Ok, wofür brauchst du das? 
Eigentlich ist egal wofür, ich sehe keinen Grund dafür, ein Refactoring zu vermeiden! Wenn die Schnittstelle erhalten bleiben soll, kannst du trotz allem eine Methode erstellen (zur Not eine private) und an sie die Strings übergeben! Private Methoden kann man mit Reflection aufrufen und so testen. Dadurch bleibt die Schnittstelle erhalten und du hast eine Chance das zu testen! Andernfalls sehe ich richtig düster! :/ 
Wenn der Auftraggeber sagt das das nicht sein darf, dann sei ehrlich und sage das es so aber nicht geht!! Mache Vorschläge und warte seine Reaktion ab! Das ist sehr sehr unangenehm, aber das ist etwas das man als Programmierer lernen muss.
Beste Grüße,
Jens

PS: Wenn du doch irgendwie in der Befugnis bist den Code zu ändern, erwäge auch die Einteilung in Schichten! Lese dir dazu etwas zu Schichten Architektur durch. Du hast auf jedenfall eine Datenbank Schicht und solltest eine Facade zur Validierung einführen. Dazwischen einen Service für die Logik. Wenn du das machst, erhälst du ziemlich schnell testbarere Methoden.


----------



## mikeD (19. Jul 2012)

ich mach das zusammen mit nem freund....

ich kann den code nicht ändern, weil mein teil die tests sind und dieser code nicht von mir  kommt und ich nicht einfach drin rumwüllen kann....

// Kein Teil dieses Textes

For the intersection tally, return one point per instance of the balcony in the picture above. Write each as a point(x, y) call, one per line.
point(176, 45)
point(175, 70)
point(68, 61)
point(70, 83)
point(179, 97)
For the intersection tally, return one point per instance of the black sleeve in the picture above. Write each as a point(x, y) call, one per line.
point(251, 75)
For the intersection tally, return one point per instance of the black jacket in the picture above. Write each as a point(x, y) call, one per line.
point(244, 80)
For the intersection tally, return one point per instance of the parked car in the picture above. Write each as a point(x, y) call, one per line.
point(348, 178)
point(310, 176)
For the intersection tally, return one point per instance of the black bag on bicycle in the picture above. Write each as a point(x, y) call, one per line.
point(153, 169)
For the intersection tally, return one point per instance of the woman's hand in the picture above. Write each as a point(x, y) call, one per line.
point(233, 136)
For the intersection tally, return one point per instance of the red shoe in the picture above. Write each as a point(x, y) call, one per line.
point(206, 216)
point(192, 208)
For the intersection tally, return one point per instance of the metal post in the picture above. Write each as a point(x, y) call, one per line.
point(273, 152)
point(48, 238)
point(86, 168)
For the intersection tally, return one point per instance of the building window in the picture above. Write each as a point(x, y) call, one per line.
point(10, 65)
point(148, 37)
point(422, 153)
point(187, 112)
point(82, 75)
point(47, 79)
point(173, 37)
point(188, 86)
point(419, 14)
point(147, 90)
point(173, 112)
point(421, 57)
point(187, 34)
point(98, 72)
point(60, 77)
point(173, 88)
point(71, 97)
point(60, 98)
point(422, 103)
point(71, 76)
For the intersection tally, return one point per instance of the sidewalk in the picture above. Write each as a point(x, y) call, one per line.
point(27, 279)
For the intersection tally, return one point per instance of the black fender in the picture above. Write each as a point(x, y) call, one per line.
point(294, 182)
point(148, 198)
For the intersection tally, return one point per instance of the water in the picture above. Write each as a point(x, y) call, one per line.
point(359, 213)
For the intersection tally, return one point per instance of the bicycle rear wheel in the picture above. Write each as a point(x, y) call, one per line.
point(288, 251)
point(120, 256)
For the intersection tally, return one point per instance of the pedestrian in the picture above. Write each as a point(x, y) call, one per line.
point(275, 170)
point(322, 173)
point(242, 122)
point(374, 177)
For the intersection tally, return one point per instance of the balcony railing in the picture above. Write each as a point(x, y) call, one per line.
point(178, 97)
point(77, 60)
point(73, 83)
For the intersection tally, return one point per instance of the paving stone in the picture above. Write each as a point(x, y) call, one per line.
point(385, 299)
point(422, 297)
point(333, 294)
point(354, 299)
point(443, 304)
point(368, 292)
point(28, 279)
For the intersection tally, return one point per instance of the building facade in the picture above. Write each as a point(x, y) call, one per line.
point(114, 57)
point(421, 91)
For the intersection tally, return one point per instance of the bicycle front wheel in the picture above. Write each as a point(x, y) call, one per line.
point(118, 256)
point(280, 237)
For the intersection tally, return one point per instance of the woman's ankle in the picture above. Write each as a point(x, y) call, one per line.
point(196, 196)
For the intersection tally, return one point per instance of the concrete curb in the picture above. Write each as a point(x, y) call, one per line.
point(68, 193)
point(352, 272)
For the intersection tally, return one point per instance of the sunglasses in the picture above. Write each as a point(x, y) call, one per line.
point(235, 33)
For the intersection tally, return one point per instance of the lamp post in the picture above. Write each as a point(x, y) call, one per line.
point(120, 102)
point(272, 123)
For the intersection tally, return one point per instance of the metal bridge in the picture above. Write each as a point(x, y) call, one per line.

aber ich werds mal ansprechen^^

das problem ist, die sache sollte bis heute abend abgeschlossen sein :/


----------



## Deception (19. Jul 2012)

Ja, rede mit ihm! Dann sollte das relativ schnell gegessen sein. In einem gemeinsamen Projekt sollte es erstmal keinen unantastbaren Code geben.


----------



## nillehammer (19. Jul 2012)

Deception hat gesagt.:
			
		

> Wenn die Schnittstelle erhalten bleiben soll, kannst du trotz allem eine Methode erstellen (zur Not eine private) und an sie die Strings übergeben! Private Methoden kann man mit Reflection aufrufen und so testen.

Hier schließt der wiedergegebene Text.